The defensive back had a great year for the Tigers in 2019, recording 92 total tackles, five sacks, three interceptions and nine passes defended. LSU will look for another big year out of Stevens, especially since the team will have a new defensive coordinator, Bo Pelini.
Although new to the program, Pelini and Stevens have already garnered a great relationship both on and off the field.
“My relationship with Coach Pelini is pretty cool,” Stevens said. “We can talk about stuff outside of football. It creates a great rapport between us.”
Before the first game on Sept. 26, one big question remains: will college football have a season? The SEC announced earlier in August that a 10-game, conference-only schedule would occur, to which fans and players alike rejoiced. Stevens was one of those players.
“We always felt like we were going to play,” he said. “There was no question of not playing.”
Even though there will be a season, many players around the country are choosing to opt out. So far, three Tigers have made this decision. Star receiver Ja’Marr Chase, defensive end Neil Farrell Jr. and cornerback Kary Vincent Jr. all have decided not to play in the 2020 season.

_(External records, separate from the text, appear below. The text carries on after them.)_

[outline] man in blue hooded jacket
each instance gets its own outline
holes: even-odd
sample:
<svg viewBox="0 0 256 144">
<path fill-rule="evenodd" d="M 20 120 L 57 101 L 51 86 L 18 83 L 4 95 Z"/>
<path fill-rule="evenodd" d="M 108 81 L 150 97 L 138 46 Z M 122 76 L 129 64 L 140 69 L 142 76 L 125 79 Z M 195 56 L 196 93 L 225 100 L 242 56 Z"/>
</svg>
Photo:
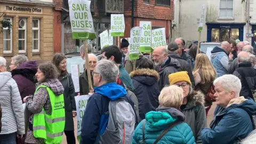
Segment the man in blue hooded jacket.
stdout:
<svg viewBox="0 0 256 144">
<path fill-rule="evenodd" d="M 241 82 L 234 75 L 221 76 L 213 84 L 219 107 L 210 129 L 201 131 L 201 140 L 205 144 L 238 143 L 255 128 L 252 116 L 256 114 L 256 103 L 252 99 L 239 97 Z"/>
<path fill-rule="evenodd" d="M 83 117 L 80 143 L 95 143 L 99 137 L 104 133 L 108 125 L 108 104 L 110 100 L 123 97 L 134 107 L 132 101 L 126 97 L 126 90 L 116 83 L 119 69 L 113 62 L 99 61 L 92 75 L 95 87 L 94 93 L 88 100 Z"/>
</svg>

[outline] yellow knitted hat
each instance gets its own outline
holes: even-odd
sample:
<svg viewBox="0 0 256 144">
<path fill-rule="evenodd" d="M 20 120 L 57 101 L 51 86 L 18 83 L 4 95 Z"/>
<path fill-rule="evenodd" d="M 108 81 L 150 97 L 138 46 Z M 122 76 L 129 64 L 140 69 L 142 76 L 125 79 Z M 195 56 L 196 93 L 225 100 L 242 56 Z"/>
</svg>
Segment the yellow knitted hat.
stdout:
<svg viewBox="0 0 256 144">
<path fill-rule="evenodd" d="M 170 85 L 173 85 L 180 82 L 186 82 L 190 85 L 192 85 L 187 71 L 182 71 L 171 74 L 168 76 L 168 77 L 169 78 Z"/>
</svg>

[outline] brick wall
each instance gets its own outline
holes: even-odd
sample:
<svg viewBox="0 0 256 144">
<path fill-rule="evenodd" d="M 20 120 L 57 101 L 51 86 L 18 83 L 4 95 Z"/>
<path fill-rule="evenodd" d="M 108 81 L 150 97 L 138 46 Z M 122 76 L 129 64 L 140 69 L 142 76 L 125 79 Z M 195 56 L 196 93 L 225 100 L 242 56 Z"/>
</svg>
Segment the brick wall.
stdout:
<svg viewBox="0 0 256 144">
<path fill-rule="evenodd" d="M 53 0 L 53 3 L 55 4 L 55 10 L 57 11 L 61 11 L 62 7 L 63 0 Z"/>
<path fill-rule="evenodd" d="M 155 0 L 150 0 L 150 4 L 143 3 L 143 0 L 134 0 L 134 17 L 153 19 L 173 20 L 174 18 L 174 0 L 171 1 L 171 6 L 155 5 Z M 132 15 L 132 1 L 124 2 L 124 15 Z"/>
</svg>

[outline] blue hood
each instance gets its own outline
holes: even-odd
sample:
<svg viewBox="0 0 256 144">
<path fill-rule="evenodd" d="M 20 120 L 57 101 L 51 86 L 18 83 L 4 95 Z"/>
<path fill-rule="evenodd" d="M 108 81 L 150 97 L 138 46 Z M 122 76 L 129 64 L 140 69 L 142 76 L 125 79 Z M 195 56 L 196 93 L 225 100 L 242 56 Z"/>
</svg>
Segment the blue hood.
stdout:
<svg viewBox="0 0 256 144">
<path fill-rule="evenodd" d="M 116 83 L 110 83 L 94 87 L 94 92 L 107 97 L 111 100 L 124 97 L 127 94 L 125 89 Z"/>
</svg>

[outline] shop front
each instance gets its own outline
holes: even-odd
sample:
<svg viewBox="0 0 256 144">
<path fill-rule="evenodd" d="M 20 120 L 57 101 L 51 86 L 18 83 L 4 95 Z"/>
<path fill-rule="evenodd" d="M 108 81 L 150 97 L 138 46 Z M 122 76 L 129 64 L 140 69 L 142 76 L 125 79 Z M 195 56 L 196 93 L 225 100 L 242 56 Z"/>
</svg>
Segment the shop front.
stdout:
<svg viewBox="0 0 256 144">
<path fill-rule="evenodd" d="M 11 24 L 0 25 L 0 55 L 7 60 L 17 54 L 32 60 L 50 60 L 53 54 L 53 7 L 49 3 L 0 1 L 0 20 Z"/>
<path fill-rule="evenodd" d="M 93 26 L 97 38 L 88 39 L 87 42 L 91 46 L 94 53 L 98 53 L 101 50 L 100 34 L 106 29 L 110 29 L 110 17 L 93 17 Z M 73 39 L 69 17 L 67 17 L 62 23 L 62 52 L 69 53 L 79 52 L 79 48 L 83 45 L 83 41 Z M 114 44 L 116 44 L 116 39 L 113 37 Z"/>
<path fill-rule="evenodd" d="M 230 38 L 243 41 L 245 23 L 206 22 L 207 42 L 227 41 Z"/>
</svg>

When Stevens was asked what the team thought of losing key players on the defensive side of the ball, he said head coach Ed Orgeron preaches a “next-man-up mentality,” and the team would do exactly that. He was also asked about Vincent’s replacement, sophomore Cordale Flott.
“Cordale has always been a guy we can depend on,” Stevens said.
As big of a leader as he is on the field, it is just as important that Stevens and other veteran players are leaders off the field.
He and linebacker Andre Anthony helped lead the team in a march on Aug. 28 to protest racial inequality. The team skipped practice, met instead at Tiger Stadium and marched across campus to Interim President Tom Galligan’s office, where the players met with the president, Athletic Director Scott Woodward and Orgeron.
Stevens, who said previous generations of his family have fought for civil rights, was the first to arrive and last to leave.
“I really don’t have a choice because of the color of my skin, but I have so many great people in my family who fought for civil rights,” Stevens said. “I need to take on that burden; I think we really needed this.”
The team’s protest was part of a larger movement of athlete protests following the Aug. 23 police shooting of Jacob Blake, a 29-year-old black man, in Kenosha, Wisconsin.
In times like this, players must practice safety, even after they leave the football facilities. Stevens stressed the importance of this responsibility and commended the team for their efforts recently after an outbreak within the team earlier this summer.
“The team has been really good about learning from our mistakes,” Stevens said. “We have been really responsible in how we are handling ourselves. We are here to make the peoples’ jobs who put the protocols in place easier. We are all about the team and representing the state of Louisiana on Sept. 26.”
The Tigers will open their season in Tiger Stadium against Mississippi State on Sept. 26.